Dr Alice CHEN - Auxogyn, Inc. UNITED STATES
Dr Alice A. Chen is the Head of Biomedical Research at Auxogyn, Inc., a Silicon Valley startup that is advancing the field of reproductive health through its uniquely combined knowledge of early human developmental biology, advanced computer vision technology and best clinical practices. Dr Chen has worked for over a decade at the interface of engineering and biomedicine to help develop new systems to model, diagnosis and treat human development and disease. Her specific areas of interest include regenerative medicine, cell and tissue biology, drug development, and micro/nano devices.
Dr Chen holds a Ph.D. in Biomedical Engineering and Medical Physics from Harvard and MIT, S.M. in Engineering Sciences from Harvard University, and B.S. in Bioengineering from the University of California, Berkeley. She has been honored internationally for her research, innovation and community impact and is also passionate about inspiring today’s youth to pursue careers in science, engineering and entrepreneurship.
Project: Non-invasive, automated aneuploidy screening in human embryos
The optimal goal of IVF is a single healthy baby. Embryo viability assessment based on time-lapse imaging can improve embryo selection; however, the relationship among viability, implantation and chromosome content (ploidy) is still under investigation. Pre-implantation genetic screening (PGS) is useful to diagnose ploidy, but it is invasive to the embryo and limited to specialized laboratories.
The objectives of this project are to (1) examine whether embryo viability markers from time-lapse imaging correlate with ploidy, implantation and live birth, and (2) leverage validated computer vision technology toextract the relevant parameters and develop a non-invasive automated method for aneuploidy screening. This will be a retrospective study of 100 patients undergoing IVF, time-lapse imaging to the blastocyst stage, trophectoderm biopsy with PGS as recommended by a reproductive endocrinologist, and embryo transfer. Embryo imaging data will be evaluated for a distinct set of time-lapse parameters shown to predict viable blastocyst formation [1-3] and ploidy at the 4-cell stage (including a novel fragmentation parameter detectable by computer vision tracking algorithms) . The parameters will be automatically extracted and evaluated against various endpoints, including: ploidy, implantation, clinical pregnancy, ongoing pregnancy, multiple pregnancy and spontaneous miscarriage.
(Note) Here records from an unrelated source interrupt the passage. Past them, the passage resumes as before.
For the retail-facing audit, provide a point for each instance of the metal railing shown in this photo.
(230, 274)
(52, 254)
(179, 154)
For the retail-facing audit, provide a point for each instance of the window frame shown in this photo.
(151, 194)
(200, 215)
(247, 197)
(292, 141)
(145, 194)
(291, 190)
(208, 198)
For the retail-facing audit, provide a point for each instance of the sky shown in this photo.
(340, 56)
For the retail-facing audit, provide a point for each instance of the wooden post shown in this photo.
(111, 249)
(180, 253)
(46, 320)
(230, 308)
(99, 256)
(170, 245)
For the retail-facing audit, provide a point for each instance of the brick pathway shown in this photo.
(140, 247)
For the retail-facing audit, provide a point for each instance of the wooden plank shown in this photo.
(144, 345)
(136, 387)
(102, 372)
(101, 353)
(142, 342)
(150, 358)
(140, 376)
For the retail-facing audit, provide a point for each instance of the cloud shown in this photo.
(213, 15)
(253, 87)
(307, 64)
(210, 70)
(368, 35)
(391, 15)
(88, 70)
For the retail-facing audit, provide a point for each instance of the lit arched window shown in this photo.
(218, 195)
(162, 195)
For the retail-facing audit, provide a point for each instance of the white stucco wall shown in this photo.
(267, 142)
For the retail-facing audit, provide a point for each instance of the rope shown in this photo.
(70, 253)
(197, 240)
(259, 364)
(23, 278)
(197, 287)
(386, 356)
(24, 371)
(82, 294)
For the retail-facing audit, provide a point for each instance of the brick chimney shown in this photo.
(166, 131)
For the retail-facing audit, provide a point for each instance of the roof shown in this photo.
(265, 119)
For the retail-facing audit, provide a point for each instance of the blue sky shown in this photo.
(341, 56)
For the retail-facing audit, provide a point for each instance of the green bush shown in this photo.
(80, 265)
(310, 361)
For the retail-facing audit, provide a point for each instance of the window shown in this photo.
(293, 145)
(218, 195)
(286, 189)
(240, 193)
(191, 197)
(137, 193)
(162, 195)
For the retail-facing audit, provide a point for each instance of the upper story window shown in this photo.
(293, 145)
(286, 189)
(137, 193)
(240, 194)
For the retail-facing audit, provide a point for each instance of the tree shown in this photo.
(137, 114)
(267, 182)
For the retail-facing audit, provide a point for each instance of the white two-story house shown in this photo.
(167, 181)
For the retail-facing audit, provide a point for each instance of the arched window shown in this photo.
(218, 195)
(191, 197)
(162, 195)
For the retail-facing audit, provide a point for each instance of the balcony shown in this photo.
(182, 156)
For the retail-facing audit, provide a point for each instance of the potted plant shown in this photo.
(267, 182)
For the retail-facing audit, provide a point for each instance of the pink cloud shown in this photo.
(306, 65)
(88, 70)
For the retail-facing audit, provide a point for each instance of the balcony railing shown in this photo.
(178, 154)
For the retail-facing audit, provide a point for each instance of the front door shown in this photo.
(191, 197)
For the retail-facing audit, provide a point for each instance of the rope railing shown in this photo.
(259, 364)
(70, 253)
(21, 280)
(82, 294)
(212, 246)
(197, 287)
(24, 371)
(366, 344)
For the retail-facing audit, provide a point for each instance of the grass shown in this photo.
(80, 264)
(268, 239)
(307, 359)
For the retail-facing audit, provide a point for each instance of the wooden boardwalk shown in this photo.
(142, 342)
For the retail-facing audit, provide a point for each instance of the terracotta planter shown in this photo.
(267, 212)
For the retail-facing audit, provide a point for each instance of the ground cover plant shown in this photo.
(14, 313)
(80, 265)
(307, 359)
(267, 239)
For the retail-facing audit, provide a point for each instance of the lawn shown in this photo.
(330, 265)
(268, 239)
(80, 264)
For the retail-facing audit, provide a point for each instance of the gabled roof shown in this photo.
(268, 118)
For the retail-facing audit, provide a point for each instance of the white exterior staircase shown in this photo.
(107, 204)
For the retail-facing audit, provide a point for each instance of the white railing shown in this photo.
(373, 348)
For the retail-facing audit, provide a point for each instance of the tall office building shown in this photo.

In order to monitor outcomes for transferred embryos, maternal serum will be collected at 9 weeks of gestation for free fetal DNA fingerprinting.
A non-invasive, automated aneuploidy screening tool may help patients improve the odds of bringing home one healthy baby. This study will also advance basic science, improve clinical decision trees for embryo selection, and assist embryologists in their clinical workflow by reducing the need for manual image analysis.